Even with his team’s addition of tight end Martellus Bennett in the offseason, Adams should be able to maintain the same role he had last year, when he saw 121 targets. The Packers targeted the tight end position 102 times in 2016, so it’s reasonable to expect that most of Bennett’s targets will be siphoned from that pool, rather than from targets that would otherwise be allocated to Adams. Randall Cobb has seen his numbers drop precipitously for two straight seasons, and if Bennett steals targets from any pass-catcher, it will likely be Cobb, as the two generally command the same type of short and over-the-middle targets.

Yes, Adams is unlikely to score 12 touchdowns again. But don’t expect his volume to fall off much, if at all.

The same can’t be said for Terrelle Pryor.

In 2016, Pryor was the clear No. 1 receiver on a Browns offense that had no other formidable pass-catching weapons to speak of, yet he only saw just 20 more targets than Adams. Sure, the Packers were more pass-heavy than the Browns last year, but the Packers threw the ball only 55 more times than the Browns.

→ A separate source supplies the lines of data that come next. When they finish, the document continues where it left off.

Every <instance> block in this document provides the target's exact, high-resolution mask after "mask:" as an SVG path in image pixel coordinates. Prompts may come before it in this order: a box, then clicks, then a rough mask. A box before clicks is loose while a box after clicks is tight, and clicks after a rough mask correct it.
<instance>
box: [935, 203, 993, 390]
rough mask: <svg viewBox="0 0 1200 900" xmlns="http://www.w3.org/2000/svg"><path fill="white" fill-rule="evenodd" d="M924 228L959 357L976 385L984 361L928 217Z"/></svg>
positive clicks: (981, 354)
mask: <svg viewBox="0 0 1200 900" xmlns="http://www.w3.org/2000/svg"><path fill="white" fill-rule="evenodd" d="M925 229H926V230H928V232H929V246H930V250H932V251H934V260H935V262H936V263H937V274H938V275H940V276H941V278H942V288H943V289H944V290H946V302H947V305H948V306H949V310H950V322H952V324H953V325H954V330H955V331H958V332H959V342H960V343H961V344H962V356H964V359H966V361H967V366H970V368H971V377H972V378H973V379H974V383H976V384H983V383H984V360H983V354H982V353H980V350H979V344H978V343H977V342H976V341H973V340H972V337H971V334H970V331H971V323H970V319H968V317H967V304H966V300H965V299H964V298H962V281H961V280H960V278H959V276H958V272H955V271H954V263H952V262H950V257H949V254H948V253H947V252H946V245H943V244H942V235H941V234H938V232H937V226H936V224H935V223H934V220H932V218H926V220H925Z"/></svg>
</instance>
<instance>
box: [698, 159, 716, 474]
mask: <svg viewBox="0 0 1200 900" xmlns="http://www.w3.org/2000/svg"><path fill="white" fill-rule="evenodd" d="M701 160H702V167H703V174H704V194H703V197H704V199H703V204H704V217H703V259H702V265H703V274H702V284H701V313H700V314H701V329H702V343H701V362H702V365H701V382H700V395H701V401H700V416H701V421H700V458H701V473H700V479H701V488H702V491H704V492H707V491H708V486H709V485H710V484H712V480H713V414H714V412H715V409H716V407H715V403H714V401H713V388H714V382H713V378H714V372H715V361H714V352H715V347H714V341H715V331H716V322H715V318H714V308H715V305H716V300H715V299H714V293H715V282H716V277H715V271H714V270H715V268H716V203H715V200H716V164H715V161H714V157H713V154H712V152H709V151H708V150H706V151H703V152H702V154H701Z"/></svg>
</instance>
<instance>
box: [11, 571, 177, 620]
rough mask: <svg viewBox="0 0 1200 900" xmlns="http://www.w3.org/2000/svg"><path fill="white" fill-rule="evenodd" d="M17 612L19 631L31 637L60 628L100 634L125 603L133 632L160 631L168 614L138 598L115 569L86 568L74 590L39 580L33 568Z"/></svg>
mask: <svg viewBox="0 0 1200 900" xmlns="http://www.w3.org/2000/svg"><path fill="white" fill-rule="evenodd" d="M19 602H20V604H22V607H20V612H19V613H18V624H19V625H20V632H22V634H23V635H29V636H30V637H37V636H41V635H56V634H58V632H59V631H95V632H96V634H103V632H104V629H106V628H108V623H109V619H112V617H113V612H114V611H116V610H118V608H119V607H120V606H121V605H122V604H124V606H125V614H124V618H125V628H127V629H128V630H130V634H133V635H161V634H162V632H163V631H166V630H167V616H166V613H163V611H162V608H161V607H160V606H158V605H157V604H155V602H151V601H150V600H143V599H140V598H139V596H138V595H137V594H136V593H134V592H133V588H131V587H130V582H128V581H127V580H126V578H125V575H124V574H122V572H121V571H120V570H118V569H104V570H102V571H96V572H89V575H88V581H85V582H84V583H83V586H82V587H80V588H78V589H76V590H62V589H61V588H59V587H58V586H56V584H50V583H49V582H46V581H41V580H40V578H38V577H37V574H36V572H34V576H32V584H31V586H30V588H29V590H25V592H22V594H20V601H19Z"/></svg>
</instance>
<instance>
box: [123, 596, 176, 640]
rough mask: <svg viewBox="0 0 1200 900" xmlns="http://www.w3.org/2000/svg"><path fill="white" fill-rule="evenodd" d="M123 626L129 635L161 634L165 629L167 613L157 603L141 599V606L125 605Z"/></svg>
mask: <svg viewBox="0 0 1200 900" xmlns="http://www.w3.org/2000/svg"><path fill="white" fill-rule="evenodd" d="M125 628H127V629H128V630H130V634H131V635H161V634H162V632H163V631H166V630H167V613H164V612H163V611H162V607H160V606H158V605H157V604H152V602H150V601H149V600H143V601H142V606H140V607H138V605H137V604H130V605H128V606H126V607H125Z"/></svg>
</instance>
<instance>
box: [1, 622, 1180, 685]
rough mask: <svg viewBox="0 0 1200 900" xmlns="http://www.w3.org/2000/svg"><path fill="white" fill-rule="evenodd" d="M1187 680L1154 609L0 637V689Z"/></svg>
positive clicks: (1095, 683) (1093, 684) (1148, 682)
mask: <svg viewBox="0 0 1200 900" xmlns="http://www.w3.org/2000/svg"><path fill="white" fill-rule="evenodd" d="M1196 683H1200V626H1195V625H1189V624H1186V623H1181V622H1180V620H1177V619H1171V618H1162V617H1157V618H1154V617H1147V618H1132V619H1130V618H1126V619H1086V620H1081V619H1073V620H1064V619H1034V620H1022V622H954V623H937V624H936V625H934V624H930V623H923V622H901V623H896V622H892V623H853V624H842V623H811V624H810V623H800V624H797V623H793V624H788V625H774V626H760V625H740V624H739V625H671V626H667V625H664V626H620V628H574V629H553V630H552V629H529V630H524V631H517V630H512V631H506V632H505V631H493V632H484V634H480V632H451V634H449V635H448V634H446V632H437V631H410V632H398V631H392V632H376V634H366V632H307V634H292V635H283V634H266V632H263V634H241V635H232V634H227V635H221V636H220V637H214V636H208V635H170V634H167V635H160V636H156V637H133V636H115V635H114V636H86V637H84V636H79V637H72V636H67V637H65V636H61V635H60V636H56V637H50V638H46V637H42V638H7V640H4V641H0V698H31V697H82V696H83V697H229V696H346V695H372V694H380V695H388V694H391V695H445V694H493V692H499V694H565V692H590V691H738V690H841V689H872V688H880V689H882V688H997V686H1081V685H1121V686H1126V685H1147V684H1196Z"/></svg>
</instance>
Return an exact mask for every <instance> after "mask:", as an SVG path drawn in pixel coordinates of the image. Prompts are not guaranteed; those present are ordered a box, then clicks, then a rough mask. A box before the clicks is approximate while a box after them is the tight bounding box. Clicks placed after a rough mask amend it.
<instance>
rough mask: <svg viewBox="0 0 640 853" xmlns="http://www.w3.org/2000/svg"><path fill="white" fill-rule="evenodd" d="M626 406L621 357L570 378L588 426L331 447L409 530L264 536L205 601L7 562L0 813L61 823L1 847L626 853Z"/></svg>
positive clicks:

In 2017, Pryor now finds himself on a Redskins offense where he will have to compete with Reed, Crowder and maybe even Doctson for targets. Pryor’s likely drop in volume will offset his upgraded situation to at least some degree, and should leave him somewhere in the 120 to 130 target range.

What we’re left with is two players that will likely see similar target volume—but one has Aaron Rodgers as his quarterback, the other has Kirk Cousins.

Seen through that lens, my choice is clear.